Fortunately, my earlier switch to OS X had brought with it a certain serenity in the face of technology. If an opinionated application (or OS) does what you want, most of the time, it’s worth going along with it in the places you disagree. That this is largely antithetical to the Emacs view of the world is not lost on me.

So, I spent my first couple of years with Emacs using a barely-customised ESK configuration, and I was pretty happy with it. While missing some of vi’s functionality, I choose not to install any vi-compatibility features. The lynch-pin of my commitment turned out to be magit, the excellent git mode for Emacs. Having become accustomed to such seamless interaction with my VCS, I can no longer imagine working without it.

Restarting

Though I was largely happy with the end result, the amount of magic (or sufficiently advanced technology) bothered me. Nor was this entirely academic - I had been putting up with a bunch of quirks I was sure could be fixed, if only I knew how. Last week, I came across the article that helped me start down that road.
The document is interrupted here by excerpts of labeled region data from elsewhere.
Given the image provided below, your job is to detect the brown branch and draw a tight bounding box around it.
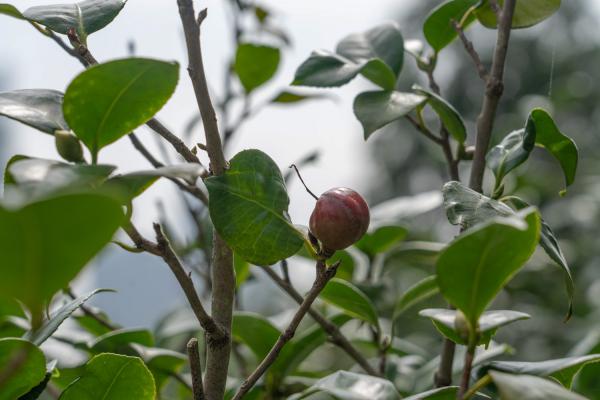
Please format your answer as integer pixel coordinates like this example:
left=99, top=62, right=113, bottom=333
left=263, top=267, right=380, bottom=376
left=232, top=260, right=340, bottom=400
left=187, top=338, right=205, bottom=400
left=452, top=20, right=488, bottom=82
left=469, top=0, right=516, bottom=192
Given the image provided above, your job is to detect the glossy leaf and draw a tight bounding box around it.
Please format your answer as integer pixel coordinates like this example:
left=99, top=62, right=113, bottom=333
left=231, top=312, right=281, bottom=360
left=25, top=289, right=114, bottom=346
left=413, top=85, right=467, bottom=143
left=419, top=308, right=531, bottom=345
left=485, top=354, right=600, bottom=388
left=0, top=193, right=123, bottom=313
left=423, top=0, right=480, bottom=52
left=319, top=278, right=379, bottom=327
left=393, top=275, right=440, bottom=320
left=0, top=338, right=46, bottom=400
left=437, top=208, right=540, bottom=326
left=59, top=353, right=156, bottom=400
left=233, top=43, right=280, bottom=93
left=476, top=0, right=561, bottom=29
left=23, top=0, right=127, bottom=42
left=0, top=89, right=69, bottom=134
left=63, top=58, right=179, bottom=159
left=353, top=90, right=426, bottom=140
left=205, top=150, right=304, bottom=265
left=288, top=371, right=400, bottom=400
left=490, top=371, right=586, bottom=400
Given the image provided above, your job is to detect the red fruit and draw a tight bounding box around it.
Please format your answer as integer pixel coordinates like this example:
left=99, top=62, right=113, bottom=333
left=310, top=188, right=369, bottom=253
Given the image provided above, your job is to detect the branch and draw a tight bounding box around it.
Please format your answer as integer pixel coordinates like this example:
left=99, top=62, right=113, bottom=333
left=232, top=260, right=340, bottom=400
left=187, top=338, right=205, bottom=400
left=263, top=267, right=380, bottom=376
left=469, top=0, right=516, bottom=192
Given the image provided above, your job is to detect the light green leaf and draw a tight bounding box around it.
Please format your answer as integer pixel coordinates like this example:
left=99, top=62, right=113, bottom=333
left=489, top=371, right=587, bottom=400
left=205, top=150, right=304, bottom=266
left=475, top=0, right=561, bottom=29
left=0, top=338, right=46, bottom=400
left=231, top=312, right=281, bottom=360
left=319, top=278, right=379, bottom=328
left=233, top=43, right=280, bottom=93
left=24, top=289, right=114, bottom=346
left=63, top=58, right=179, bottom=159
left=23, top=0, right=127, bottom=43
left=423, top=0, right=480, bottom=52
left=353, top=90, right=427, bottom=140
left=59, top=353, right=156, bottom=400
left=412, top=85, right=467, bottom=143
left=0, top=89, right=69, bottom=134
left=288, top=371, right=401, bottom=400
left=437, top=208, right=540, bottom=326
left=0, top=193, right=123, bottom=314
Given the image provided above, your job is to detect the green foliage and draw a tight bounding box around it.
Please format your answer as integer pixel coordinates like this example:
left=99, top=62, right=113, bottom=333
left=60, top=353, right=156, bottom=400
left=0, top=338, right=46, bottom=400
left=63, top=58, right=179, bottom=158
left=205, top=150, right=304, bottom=266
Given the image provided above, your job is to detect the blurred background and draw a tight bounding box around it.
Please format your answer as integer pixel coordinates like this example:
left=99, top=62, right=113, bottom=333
left=0, top=0, right=600, bottom=396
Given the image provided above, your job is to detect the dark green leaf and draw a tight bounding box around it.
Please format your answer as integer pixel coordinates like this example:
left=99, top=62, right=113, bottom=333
left=319, top=278, right=379, bottom=328
left=413, top=85, right=467, bottom=143
left=0, top=338, right=46, bottom=400
left=63, top=58, right=179, bottom=159
left=437, top=208, right=540, bottom=326
left=476, top=0, right=561, bottom=29
left=490, top=371, right=586, bottom=400
left=231, top=312, right=281, bottom=360
left=60, top=353, right=156, bottom=400
left=23, top=0, right=127, bottom=43
left=423, top=0, right=480, bottom=52
left=25, top=289, right=114, bottom=346
left=393, top=275, right=440, bottom=320
left=288, top=371, right=400, bottom=400
left=353, top=90, right=427, bottom=140
left=234, top=43, right=280, bottom=93
left=205, top=150, right=304, bottom=265
left=0, top=193, right=123, bottom=313
left=0, top=89, right=69, bottom=134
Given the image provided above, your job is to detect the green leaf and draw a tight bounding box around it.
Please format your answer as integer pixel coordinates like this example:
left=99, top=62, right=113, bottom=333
left=412, top=85, right=467, bottom=143
left=233, top=43, right=280, bottom=93
left=231, top=312, right=281, bottom=360
left=88, top=328, right=154, bottom=354
left=59, top=353, right=156, bottom=400
left=437, top=208, right=540, bottom=326
left=485, top=354, right=600, bottom=389
left=423, top=0, right=480, bottom=52
left=24, top=289, right=114, bottom=346
left=490, top=371, right=586, bottom=400
left=475, top=0, right=561, bottom=29
left=0, top=89, right=69, bottom=134
left=392, top=275, right=440, bottom=320
left=0, top=338, right=46, bottom=400
left=288, top=371, right=400, bottom=400
left=205, top=150, right=304, bottom=266
left=419, top=308, right=531, bottom=346
left=0, top=193, right=123, bottom=314
left=319, top=278, right=379, bottom=328
left=353, top=90, right=426, bottom=140
left=23, top=0, right=127, bottom=43
left=63, top=58, right=179, bottom=161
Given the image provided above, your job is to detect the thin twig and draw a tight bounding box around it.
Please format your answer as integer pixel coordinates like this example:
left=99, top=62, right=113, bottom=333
left=187, top=338, right=205, bottom=400
left=232, top=260, right=340, bottom=400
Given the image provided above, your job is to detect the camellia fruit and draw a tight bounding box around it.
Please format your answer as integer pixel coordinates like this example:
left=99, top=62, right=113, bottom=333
left=310, top=188, right=370, bottom=254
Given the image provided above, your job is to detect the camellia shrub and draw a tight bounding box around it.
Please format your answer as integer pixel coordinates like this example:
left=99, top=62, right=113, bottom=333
left=0, top=0, right=600, bottom=400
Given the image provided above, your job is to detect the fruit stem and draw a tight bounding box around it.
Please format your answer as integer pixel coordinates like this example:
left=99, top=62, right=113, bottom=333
left=290, top=164, right=319, bottom=200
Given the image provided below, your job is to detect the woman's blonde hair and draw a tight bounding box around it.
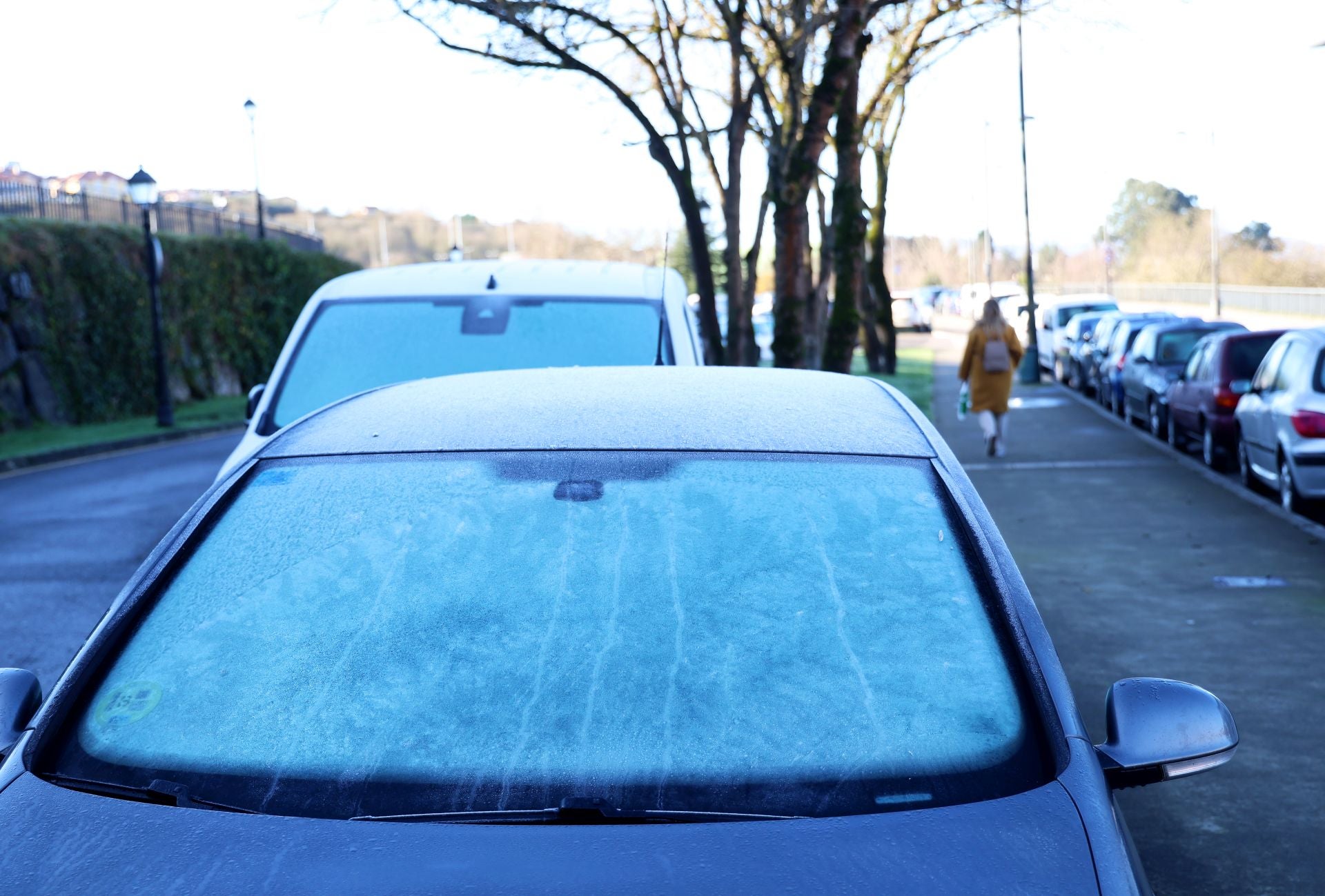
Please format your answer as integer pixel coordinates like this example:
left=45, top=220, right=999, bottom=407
left=975, top=299, right=1007, bottom=339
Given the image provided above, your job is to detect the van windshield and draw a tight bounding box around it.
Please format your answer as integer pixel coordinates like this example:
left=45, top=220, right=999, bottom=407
left=266, top=297, right=674, bottom=432
left=53, top=451, right=1046, bottom=817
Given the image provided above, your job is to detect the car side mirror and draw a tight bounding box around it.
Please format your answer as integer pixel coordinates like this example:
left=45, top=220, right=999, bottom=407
left=1095, top=677, right=1237, bottom=788
left=0, top=668, right=41, bottom=756
left=244, top=383, right=266, bottom=424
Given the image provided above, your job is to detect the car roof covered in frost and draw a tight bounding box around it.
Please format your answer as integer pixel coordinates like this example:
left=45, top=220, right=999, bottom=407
left=258, top=366, right=934, bottom=458
left=314, top=258, right=685, bottom=299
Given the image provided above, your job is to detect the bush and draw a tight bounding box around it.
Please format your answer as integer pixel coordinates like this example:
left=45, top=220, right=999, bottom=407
left=0, top=219, right=355, bottom=428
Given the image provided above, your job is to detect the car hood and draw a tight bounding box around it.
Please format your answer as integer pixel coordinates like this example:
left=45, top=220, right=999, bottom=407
left=0, top=774, right=1099, bottom=896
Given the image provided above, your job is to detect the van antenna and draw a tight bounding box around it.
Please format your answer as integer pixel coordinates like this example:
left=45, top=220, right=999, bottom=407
left=654, top=230, right=671, bottom=366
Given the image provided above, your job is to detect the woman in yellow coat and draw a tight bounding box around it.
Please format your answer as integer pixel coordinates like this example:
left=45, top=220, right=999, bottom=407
left=956, top=299, right=1025, bottom=457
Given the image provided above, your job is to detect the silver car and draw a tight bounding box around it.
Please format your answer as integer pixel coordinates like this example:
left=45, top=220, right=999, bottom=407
left=1234, top=327, right=1325, bottom=512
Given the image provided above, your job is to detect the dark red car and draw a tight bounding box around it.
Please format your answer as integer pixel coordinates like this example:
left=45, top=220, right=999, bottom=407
left=1168, top=330, right=1284, bottom=470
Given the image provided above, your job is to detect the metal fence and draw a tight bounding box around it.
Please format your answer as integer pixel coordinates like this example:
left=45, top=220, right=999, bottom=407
left=1057, top=283, right=1325, bottom=318
left=0, top=184, right=323, bottom=252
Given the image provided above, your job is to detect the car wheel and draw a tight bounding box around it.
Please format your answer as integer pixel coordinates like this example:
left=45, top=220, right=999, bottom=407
left=1279, top=458, right=1302, bottom=513
left=1146, top=399, right=1165, bottom=438
left=1237, top=432, right=1256, bottom=491
left=1168, top=415, right=1187, bottom=452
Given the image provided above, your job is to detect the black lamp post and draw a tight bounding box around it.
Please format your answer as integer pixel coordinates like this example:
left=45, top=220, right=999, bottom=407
left=244, top=99, right=266, bottom=239
left=1017, top=0, right=1040, bottom=383
left=128, top=168, right=175, bottom=426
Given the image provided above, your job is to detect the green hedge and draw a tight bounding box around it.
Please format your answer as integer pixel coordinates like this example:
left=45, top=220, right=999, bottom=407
left=0, top=219, right=355, bottom=425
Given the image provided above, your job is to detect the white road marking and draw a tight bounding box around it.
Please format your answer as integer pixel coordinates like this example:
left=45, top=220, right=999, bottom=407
left=962, top=458, right=1165, bottom=470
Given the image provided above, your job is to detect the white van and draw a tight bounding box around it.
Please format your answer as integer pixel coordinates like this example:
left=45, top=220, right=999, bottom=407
left=219, top=261, right=704, bottom=478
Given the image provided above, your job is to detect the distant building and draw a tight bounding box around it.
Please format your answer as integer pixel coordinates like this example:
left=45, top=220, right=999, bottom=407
left=0, top=161, right=46, bottom=189
left=55, top=171, right=128, bottom=199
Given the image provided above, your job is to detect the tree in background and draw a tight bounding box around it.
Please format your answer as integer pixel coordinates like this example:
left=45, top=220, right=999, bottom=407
left=749, top=0, right=890, bottom=366
left=1234, top=221, right=1284, bottom=252
left=395, top=0, right=743, bottom=364
left=1109, top=177, right=1197, bottom=252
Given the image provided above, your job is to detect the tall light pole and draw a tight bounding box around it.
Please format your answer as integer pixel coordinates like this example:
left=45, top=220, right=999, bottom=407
left=1210, top=131, right=1224, bottom=320
left=128, top=168, right=175, bottom=426
left=1178, top=130, right=1224, bottom=320
left=1017, top=0, right=1040, bottom=383
left=244, top=99, right=266, bottom=239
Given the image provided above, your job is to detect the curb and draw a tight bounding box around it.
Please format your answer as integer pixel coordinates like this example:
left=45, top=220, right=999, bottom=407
left=0, top=424, right=244, bottom=472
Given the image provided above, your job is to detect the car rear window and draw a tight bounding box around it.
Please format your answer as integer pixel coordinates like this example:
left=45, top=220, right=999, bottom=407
left=56, top=451, right=1046, bottom=817
left=1227, top=334, right=1279, bottom=380
left=1154, top=330, right=1210, bottom=364
left=272, top=297, right=671, bottom=426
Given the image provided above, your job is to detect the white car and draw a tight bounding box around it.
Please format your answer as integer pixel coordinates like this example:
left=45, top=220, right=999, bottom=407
left=219, top=261, right=704, bottom=478
left=1035, top=292, right=1118, bottom=383
left=1230, top=327, right=1325, bottom=512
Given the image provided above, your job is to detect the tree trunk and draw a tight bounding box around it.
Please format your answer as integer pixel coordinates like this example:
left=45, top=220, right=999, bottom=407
left=805, top=181, right=837, bottom=370
left=769, top=0, right=865, bottom=366
left=823, top=41, right=865, bottom=373
left=870, top=147, right=897, bottom=373
left=772, top=196, right=814, bottom=366
left=742, top=190, right=769, bottom=366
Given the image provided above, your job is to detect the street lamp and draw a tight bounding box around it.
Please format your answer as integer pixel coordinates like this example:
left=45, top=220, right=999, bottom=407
left=244, top=99, right=266, bottom=239
left=128, top=167, right=175, bottom=426
left=1017, top=0, right=1040, bottom=383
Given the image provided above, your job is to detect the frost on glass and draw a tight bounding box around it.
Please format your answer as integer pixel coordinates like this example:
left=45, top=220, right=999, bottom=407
left=78, top=452, right=1025, bottom=811
left=274, top=299, right=658, bottom=426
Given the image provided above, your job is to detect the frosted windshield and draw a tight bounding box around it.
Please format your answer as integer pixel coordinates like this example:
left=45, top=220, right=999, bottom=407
left=77, top=451, right=1040, bottom=815
left=272, top=297, right=671, bottom=426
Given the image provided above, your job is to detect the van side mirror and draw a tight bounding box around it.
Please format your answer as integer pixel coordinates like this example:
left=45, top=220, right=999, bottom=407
left=0, top=668, right=41, bottom=756
left=244, top=383, right=266, bottom=424
left=1095, top=677, right=1237, bottom=788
“Emacs Configuration Rewrite” documents Steven Danna’s experience rebuilding his Emacs configuration from scratch. The result is positively minimalist alongside ESK, and lacks many features and customisations the latter delivers “out of the box”. I decided that probably didn’t matter to me - after all, if I missed something enough to add it back in, that would simply drive me to learn how to do that. Above all else, Steven’s configuration showed me that I could start out with something I could comprehend completely, and expand from there. So that’s what I did.

The initial commit to my emacs configuration repo doesn’t tweak anything - it simply introduces the skeleton that everything else hangs off. I’ve added one thing at a time as I’ve needed it, and understood it. That’s not to say it’s entirely (or even mostly) original work - I’ve picked things up from various places, but they only go into my config when I understand what they do. No blind copy-and-paste, no cargo cults.

Emacs makes this exercise pretty easy. The built-in help can give you the value and meaning of any variable (C-h v), and the documentation for any function (C-h f). For anything implemented in elisp (and that’s nearly everything), you can even jump straight to the source. This was way too much to deal with when I first started using Emacs, but I regret leaving it so long to come back to it.

The Future

I don’t like unnecessary wheel reinvention. My goal is to understand how things fit together, that I might change them according to my needs - I don’t feel that meeting that goal demands personally entering every single sexp into my Emacs configuration.

The Emacs Starter Kit has evolved considerably since I made a personal fork in 2009, and I made no attempt to evolve my forked configuration with it. It contains lots of good stuff, and I’ve started to look more closely at exactly how it’s put together. As my understanding grows, I expect to be able to reuse larger pieces of elisp (from ESK and elsewhere) without feeling that my configuration is outgrowing my competence.

I may move to an ESK-based configuration again in the future, and I’m glad I used one in the past. In the present, I’m appreciating a greater understanding of a smaller set of features.